Selling of risky asset shifted into high gear after a weak US session. The lack of real drivers has allowed noise around US politics to derail fundamentals optimism. The initial news of allegations that Trump leaked classified then demand x-FBI Director Comey pledge loyalty generated scant market impact. Yet suddenly markets have created a theme to trade-off. Given the fact that there have been no structural shifts we suspect that current bout of risk aversion to be short lived. Our defining theory for 2017 has been to avoid hype and focus on fundamentals, which we will despite lots of red on the board.

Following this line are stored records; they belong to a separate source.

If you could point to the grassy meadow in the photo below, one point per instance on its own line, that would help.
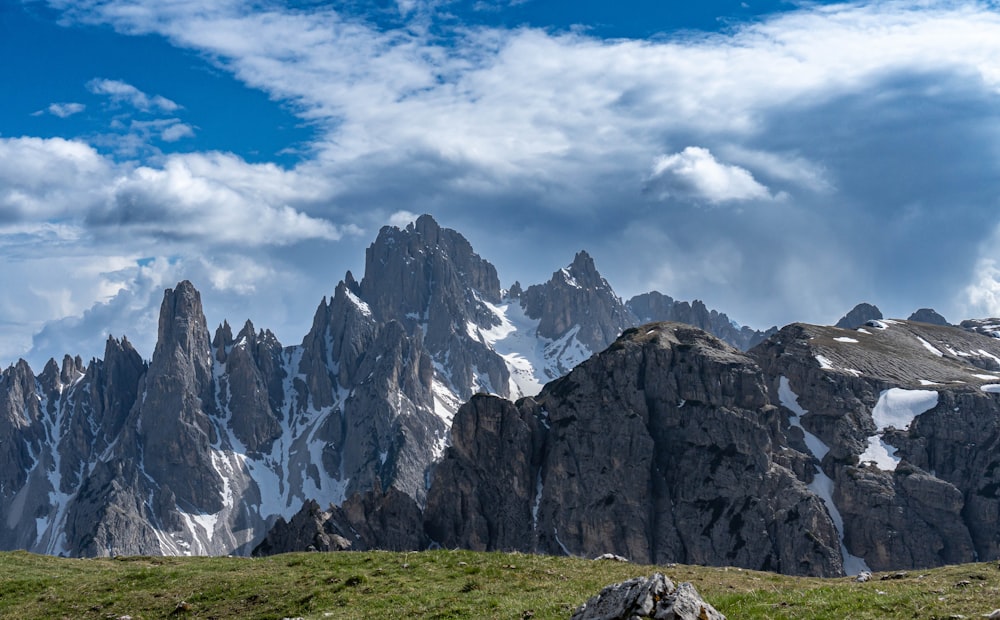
(450, 584)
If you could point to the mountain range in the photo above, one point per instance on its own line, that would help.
(429, 406)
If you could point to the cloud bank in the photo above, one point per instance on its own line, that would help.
(851, 137)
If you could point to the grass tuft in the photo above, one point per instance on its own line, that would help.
(451, 584)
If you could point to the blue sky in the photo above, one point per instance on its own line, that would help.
(781, 161)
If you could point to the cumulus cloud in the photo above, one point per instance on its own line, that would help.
(855, 111)
(166, 129)
(43, 178)
(402, 219)
(213, 197)
(695, 174)
(64, 110)
(123, 92)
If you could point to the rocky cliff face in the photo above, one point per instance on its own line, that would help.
(859, 315)
(660, 449)
(216, 438)
(655, 306)
(875, 448)
(886, 410)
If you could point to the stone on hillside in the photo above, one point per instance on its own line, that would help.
(928, 315)
(648, 597)
(858, 316)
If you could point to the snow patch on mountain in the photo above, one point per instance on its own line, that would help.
(532, 360)
(896, 408)
(822, 485)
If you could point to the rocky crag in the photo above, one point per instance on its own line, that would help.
(819, 451)
(204, 447)
(822, 451)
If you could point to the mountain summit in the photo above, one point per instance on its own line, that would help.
(218, 437)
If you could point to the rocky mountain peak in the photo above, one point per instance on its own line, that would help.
(928, 315)
(406, 270)
(222, 341)
(182, 324)
(584, 271)
(859, 315)
(655, 306)
(577, 298)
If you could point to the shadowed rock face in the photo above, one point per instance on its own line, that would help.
(654, 307)
(928, 315)
(658, 449)
(577, 296)
(820, 448)
(930, 508)
(859, 315)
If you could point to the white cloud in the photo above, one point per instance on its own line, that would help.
(216, 198)
(551, 127)
(402, 219)
(123, 92)
(176, 131)
(788, 167)
(65, 110)
(166, 129)
(694, 173)
(48, 178)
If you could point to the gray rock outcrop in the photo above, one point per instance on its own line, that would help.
(647, 597)
(928, 315)
(577, 297)
(655, 307)
(678, 480)
(858, 316)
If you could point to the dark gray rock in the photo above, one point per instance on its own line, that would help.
(304, 532)
(858, 316)
(679, 478)
(430, 280)
(655, 306)
(928, 315)
(577, 297)
(647, 597)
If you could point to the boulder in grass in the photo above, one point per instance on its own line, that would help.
(647, 597)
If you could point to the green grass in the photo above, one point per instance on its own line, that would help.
(448, 584)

US long end yields fell, flattening the curve slightly, as investors liquidated risk assets. The narrowing of US-JP yield differential gave JPY a broad based boost providing further effect of a global concern. Despite the choppy rally in volatility (which was going to happen regardless due to ultra-low levels) the economic data continue to support risk taking. EU data indicated that growth momentum remains solid. US industrial production surged in April to its fast pace since March 2014 (house building data disappointed slight but from an elevated level). Only China industrial output came in softer than expected, yet since controlled policy tightening was the primary culprit, deeper deterioration is unlikely.
While the Trump reflation’s story has taken a hit on lower expectation for his pro-growth agenda, we remain buyer of EM FX in dips as the core themes (higher growth, low interest rates / vol, and fading protectionism) should support risk taking. USD has been on the front of much selling as weaker CPI and strong EU data has shifted the balance of tighten expectations to Euro. The low USD position suggests that in our view markets are underpricing the Fed policy path. Improvement in economic data from now till 14th June will asymmetrical favor USD.